New monthly insights pages (e.g. /insights/2026-04) show a breakdown of scan data for each month — verdict distribution, top builders, key findings, and month-on-month changes. Each month gets a permanent page with an OG image. The insights index page lists all available months with a live banner for the current month.
The AI Builder Market Share page now has filter tabs so you can compare just AI-first builders, just CMS platforms, or just no-code tools — instead of seeing everything mixed together. The chart and table update instantly without a page reload.
Developers can now access AI Website Detector programmatically. Generate an API key from the portal (/portal/api-keys), send a URL, and get back a structured JSON result with the builder verdict, confidence score, detected technologies, and SEO signals. Rate limits apply per plan.
The core verdict system classifies each scanned website into one of three categories: AI-built (built end-to-end by an AI builder platform), AI-assisted (uses AI-generated components or templates on a traditional stack), or Human-engineered (no detectable AI builder signals). The verdict is shown with a confidence score and a breakdown of the signals that led to it.
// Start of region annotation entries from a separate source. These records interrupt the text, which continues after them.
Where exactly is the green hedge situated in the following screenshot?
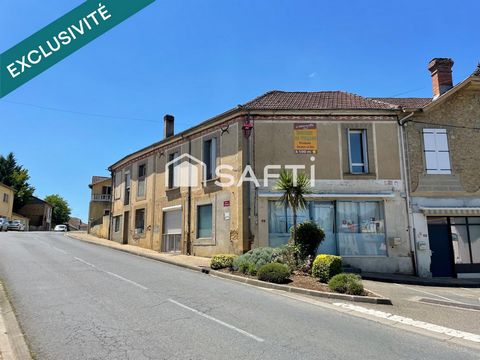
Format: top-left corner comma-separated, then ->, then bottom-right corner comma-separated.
328,273 -> 364,295
258,263 -> 290,284
233,247 -> 279,276
312,254 -> 342,283
210,254 -> 237,270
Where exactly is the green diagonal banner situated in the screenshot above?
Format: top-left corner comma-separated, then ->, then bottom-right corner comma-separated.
0,0 -> 155,98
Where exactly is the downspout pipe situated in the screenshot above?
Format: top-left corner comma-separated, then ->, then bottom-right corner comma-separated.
397,112 -> 418,276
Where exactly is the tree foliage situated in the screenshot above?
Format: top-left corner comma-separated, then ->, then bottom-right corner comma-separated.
45,194 -> 71,226
275,169 -> 310,245
0,153 -> 35,212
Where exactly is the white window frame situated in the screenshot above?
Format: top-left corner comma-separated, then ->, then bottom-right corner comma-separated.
202,136 -> 218,180
347,129 -> 368,174
422,128 -> 452,175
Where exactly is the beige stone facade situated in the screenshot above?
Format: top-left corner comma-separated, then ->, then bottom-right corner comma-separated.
88,176 -> 112,239
0,183 -> 15,220
404,76 -> 480,277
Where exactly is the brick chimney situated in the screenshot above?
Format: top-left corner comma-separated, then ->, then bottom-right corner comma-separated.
163,115 -> 175,139
428,58 -> 453,99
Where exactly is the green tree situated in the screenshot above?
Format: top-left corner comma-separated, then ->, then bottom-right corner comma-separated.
275,169 -> 310,246
45,194 -> 71,226
0,153 -> 35,211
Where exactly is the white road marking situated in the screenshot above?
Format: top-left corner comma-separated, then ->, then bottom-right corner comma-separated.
168,299 -> 265,342
395,284 -> 460,303
52,246 -> 68,254
104,271 -> 148,290
73,256 -> 96,267
333,303 -> 480,343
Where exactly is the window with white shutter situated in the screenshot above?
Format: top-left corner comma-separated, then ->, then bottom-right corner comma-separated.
423,129 -> 452,174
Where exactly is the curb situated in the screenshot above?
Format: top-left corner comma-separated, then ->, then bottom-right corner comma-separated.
360,273 -> 480,288
0,283 -> 32,360
207,268 -> 393,305
65,233 -> 392,305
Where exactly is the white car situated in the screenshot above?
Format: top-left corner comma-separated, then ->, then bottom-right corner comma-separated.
53,225 -> 68,232
8,220 -> 25,231
0,218 -> 9,232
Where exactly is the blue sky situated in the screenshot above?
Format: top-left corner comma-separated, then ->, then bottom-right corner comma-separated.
0,0 -> 480,221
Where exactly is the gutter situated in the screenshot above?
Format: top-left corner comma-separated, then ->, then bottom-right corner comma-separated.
397,112 -> 418,276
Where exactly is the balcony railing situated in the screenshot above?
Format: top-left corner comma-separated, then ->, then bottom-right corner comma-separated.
92,194 -> 112,201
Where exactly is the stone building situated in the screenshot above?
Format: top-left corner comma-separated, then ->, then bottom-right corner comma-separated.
401,59 -> 480,277
109,59 -> 480,276
0,183 -> 15,220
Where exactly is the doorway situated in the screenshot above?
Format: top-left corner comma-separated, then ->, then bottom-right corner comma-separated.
427,217 -> 455,277
122,211 -> 130,244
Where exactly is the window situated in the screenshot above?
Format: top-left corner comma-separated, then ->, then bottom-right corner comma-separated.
203,138 -> 217,180
114,171 -> 122,199
135,209 -> 145,235
348,129 -> 368,174
423,129 -> 452,174
137,164 -> 147,197
197,204 -> 213,238
168,152 -> 179,189
123,172 -> 130,205
450,217 -> 480,264
113,215 -> 122,232
336,201 -> 387,256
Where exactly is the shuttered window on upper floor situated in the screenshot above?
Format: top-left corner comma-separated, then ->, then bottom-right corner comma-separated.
423,129 -> 452,174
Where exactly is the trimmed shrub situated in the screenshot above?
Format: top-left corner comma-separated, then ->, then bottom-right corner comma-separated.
233,247 -> 278,276
328,273 -> 364,295
297,221 -> 325,262
312,254 -> 342,283
271,240 -> 298,271
258,263 -> 290,284
210,254 -> 237,270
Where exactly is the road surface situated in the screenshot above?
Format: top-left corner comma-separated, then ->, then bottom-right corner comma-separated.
0,232 -> 479,360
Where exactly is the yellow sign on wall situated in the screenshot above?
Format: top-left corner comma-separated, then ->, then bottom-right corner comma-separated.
293,123 -> 317,154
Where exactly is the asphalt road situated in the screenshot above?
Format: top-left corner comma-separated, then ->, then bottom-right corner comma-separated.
0,232 -> 479,360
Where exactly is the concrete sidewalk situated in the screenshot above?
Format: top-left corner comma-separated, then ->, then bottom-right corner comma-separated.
66,231 -> 210,270
360,272 -> 480,288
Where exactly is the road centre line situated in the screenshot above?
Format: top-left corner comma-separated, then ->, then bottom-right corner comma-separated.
105,270 -> 148,290
52,246 -> 68,254
73,256 -> 148,290
395,284 -> 460,303
333,303 -> 480,343
168,299 -> 265,342
73,256 -> 96,267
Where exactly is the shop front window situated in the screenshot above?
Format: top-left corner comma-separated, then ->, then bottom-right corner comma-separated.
336,201 -> 387,256
450,217 -> 480,264
268,201 -> 387,256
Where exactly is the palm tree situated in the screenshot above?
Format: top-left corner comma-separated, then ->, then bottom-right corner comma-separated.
275,169 -> 310,245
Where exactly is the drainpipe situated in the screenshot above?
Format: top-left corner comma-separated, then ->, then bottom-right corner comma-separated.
397,112 -> 418,276
107,170 -> 115,240
186,137 -> 192,255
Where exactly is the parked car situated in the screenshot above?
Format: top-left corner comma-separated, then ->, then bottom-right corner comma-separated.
8,220 -> 25,231
0,218 -> 8,232
53,225 -> 68,231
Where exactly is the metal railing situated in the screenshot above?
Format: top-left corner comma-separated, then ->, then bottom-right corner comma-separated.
92,194 -> 112,201
162,234 -> 182,253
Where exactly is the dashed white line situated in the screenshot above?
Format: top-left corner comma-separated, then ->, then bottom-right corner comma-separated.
52,246 -> 68,254
73,256 -> 96,267
395,284 -> 459,303
168,299 -> 265,342
333,303 -> 480,343
105,271 -> 148,290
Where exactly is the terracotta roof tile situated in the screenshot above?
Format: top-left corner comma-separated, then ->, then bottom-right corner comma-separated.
371,98 -> 432,108
244,91 -> 398,110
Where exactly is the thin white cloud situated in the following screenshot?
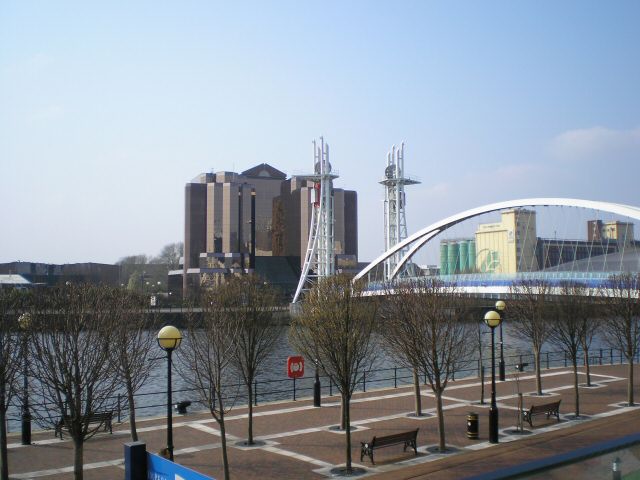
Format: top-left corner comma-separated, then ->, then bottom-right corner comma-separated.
28,105 -> 64,123
550,127 -> 640,162
4,53 -> 55,75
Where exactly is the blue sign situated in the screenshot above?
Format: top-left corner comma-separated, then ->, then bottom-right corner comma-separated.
147,453 -> 215,480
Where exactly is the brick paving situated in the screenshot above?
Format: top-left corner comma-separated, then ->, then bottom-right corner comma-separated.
9,365 -> 640,480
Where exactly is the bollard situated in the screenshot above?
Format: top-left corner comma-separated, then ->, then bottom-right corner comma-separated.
467,412 -> 478,440
547,352 -> 549,370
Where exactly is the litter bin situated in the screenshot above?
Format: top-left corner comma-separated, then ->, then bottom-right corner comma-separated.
467,412 -> 478,440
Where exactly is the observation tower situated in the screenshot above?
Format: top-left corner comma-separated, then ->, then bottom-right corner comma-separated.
292,137 -> 338,304
380,142 -> 420,280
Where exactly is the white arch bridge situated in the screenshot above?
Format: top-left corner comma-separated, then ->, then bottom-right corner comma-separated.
355,198 -> 640,295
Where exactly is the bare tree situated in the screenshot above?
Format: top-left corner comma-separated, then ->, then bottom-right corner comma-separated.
382,279 -> 475,452
31,284 -> 118,480
509,280 -> 552,395
178,291 -> 238,480
105,289 -> 156,442
380,282 -> 422,417
550,283 -> 589,417
581,302 -> 603,387
290,275 -> 376,473
604,273 -> 640,405
0,288 -> 24,480
226,275 -> 281,445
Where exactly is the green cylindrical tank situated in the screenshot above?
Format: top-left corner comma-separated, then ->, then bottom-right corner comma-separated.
440,242 -> 449,275
458,240 -> 469,273
469,240 -> 476,272
447,242 -> 460,275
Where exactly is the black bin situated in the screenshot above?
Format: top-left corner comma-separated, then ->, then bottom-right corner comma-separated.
467,412 -> 478,440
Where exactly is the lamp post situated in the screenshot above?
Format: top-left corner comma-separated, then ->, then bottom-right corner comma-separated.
158,325 -> 182,462
496,300 -> 507,382
18,313 -> 31,445
484,310 -> 502,443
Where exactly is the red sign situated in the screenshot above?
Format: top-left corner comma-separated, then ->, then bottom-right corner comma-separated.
287,355 -> 304,378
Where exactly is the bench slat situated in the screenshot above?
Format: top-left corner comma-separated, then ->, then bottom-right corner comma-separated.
522,399 -> 562,428
360,428 -> 420,465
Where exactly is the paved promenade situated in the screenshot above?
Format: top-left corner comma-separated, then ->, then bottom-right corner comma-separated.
9,365 -> 640,480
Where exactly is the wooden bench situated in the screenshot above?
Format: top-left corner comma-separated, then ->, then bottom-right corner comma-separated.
522,400 -> 562,428
360,428 -> 419,465
54,410 -> 113,440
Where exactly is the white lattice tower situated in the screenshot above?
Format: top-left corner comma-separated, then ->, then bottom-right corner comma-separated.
380,142 -> 420,280
292,137 -> 338,304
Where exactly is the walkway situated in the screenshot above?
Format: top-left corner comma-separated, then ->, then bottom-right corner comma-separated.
9,365 -> 640,480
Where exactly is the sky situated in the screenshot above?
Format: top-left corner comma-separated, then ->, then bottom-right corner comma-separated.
0,0 -> 640,263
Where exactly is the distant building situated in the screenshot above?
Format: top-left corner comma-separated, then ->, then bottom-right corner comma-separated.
178,163 -> 358,294
0,262 -> 120,287
273,176 -> 358,260
440,209 -> 638,275
475,208 -> 538,273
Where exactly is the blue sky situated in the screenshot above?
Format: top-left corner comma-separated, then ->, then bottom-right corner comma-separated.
0,0 -> 640,263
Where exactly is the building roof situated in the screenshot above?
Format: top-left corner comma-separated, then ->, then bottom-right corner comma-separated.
0,274 -> 31,286
242,163 -> 287,180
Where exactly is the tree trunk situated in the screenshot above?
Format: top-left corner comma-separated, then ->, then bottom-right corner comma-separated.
413,368 -> 422,417
127,379 -> 138,442
0,404 -> 9,480
572,353 -> 580,417
342,395 -> 352,474
533,348 -> 542,395
434,390 -> 447,452
247,382 -> 253,445
218,408 -> 229,480
627,355 -> 633,407
73,438 -> 84,480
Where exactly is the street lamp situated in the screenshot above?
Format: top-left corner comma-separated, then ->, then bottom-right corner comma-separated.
158,325 -> 182,462
484,310 -> 502,443
496,300 -> 507,382
18,313 -> 31,445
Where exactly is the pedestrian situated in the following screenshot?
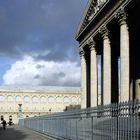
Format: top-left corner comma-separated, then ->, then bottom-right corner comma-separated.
2,120 -> 6,130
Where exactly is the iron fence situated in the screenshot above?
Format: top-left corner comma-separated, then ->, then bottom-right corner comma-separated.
19,100 -> 140,140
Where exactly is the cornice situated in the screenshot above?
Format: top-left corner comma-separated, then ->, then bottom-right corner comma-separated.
76,0 -> 109,38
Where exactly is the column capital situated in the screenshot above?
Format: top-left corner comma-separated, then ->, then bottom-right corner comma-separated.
79,47 -> 85,58
115,8 -> 127,25
87,37 -> 96,51
99,25 -> 109,40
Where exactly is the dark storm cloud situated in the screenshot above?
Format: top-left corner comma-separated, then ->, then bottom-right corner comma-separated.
0,0 -> 87,61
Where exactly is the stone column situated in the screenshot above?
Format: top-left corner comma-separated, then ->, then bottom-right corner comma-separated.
100,27 -> 111,105
79,47 -> 87,108
117,9 -> 130,102
88,38 -> 98,107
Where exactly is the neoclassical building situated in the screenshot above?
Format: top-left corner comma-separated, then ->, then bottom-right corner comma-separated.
76,0 -> 140,108
0,86 -> 81,123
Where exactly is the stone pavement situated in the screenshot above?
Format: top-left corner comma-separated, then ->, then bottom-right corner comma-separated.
0,125 -> 55,140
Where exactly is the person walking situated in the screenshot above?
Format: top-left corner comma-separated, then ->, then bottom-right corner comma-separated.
2,120 -> 6,130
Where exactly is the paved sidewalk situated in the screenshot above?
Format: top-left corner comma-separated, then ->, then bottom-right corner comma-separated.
0,125 -> 57,140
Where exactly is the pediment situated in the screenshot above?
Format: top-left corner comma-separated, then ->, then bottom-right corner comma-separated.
76,0 -> 107,38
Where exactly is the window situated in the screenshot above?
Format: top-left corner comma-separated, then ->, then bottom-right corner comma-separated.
7,95 -> 14,102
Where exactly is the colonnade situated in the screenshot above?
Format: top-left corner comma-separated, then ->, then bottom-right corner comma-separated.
80,9 -> 130,108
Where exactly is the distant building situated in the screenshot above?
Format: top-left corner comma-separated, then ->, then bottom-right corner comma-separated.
0,86 -> 81,123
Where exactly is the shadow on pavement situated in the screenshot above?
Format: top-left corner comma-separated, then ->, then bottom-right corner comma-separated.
0,126 -> 28,140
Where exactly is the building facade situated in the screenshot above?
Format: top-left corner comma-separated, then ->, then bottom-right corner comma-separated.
0,87 -> 81,124
76,0 -> 140,108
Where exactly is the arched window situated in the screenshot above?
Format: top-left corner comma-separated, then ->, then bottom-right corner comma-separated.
71,97 -> 77,103
56,96 -> 62,103
32,96 -> 39,103
40,96 -> 46,103
16,95 -> 22,102
63,96 -> 70,103
7,95 -> 14,102
48,96 -> 55,103
0,95 -> 4,102
24,96 -> 30,103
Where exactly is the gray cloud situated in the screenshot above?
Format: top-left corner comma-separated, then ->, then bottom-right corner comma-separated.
0,0 -> 87,61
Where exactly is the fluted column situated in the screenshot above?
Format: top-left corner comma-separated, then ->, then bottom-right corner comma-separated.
100,27 -> 111,105
88,38 -> 98,107
117,9 -> 130,101
79,47 -> 87,108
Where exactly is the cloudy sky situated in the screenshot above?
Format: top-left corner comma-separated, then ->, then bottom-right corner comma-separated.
0,0 -> 87,86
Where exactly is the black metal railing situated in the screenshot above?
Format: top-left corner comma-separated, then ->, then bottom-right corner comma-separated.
19,100 -> 140,140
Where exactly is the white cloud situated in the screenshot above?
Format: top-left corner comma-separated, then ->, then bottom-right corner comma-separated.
3,56 -> 80,86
Every scan now generates a permanent result page at /site/[domain]. Share buttons for Twitter/X and LinkedIn are included on each result page, along with a preview-card image generated automatically from the scan data. Sharing a result lets others see the verdict, confidence, and detected technologies without re-scanning.
Scan results now identify the hosting provider — Vercel, Netlify, AWS, Cloudflare, Hetzner, and more — based on DNS records, response headers, and CDN signals. The hosting provider appears on the result page alongside the detected builder and confidence score.
Builder comparison pages let you put two platforms side by side — for example Webflow vs Framer or Lovable vs Bubble. Each comparison covers detected site counts, pricing, target use case, key differences, and affiliate links where available. Pages are pre-generated for the most-searched pairs.
AI Website Detector is live. Paste any website URL and the scanner analyses its HTML, scripts, CDN domains, response headers, and meta tags to detect whether it was built with an AI builder like Lovable, Framer, Webflow, Bolt, or one of 100+ other platforms. Results are shown with a confidence score and a breakdown of detected signals. No sign-up required.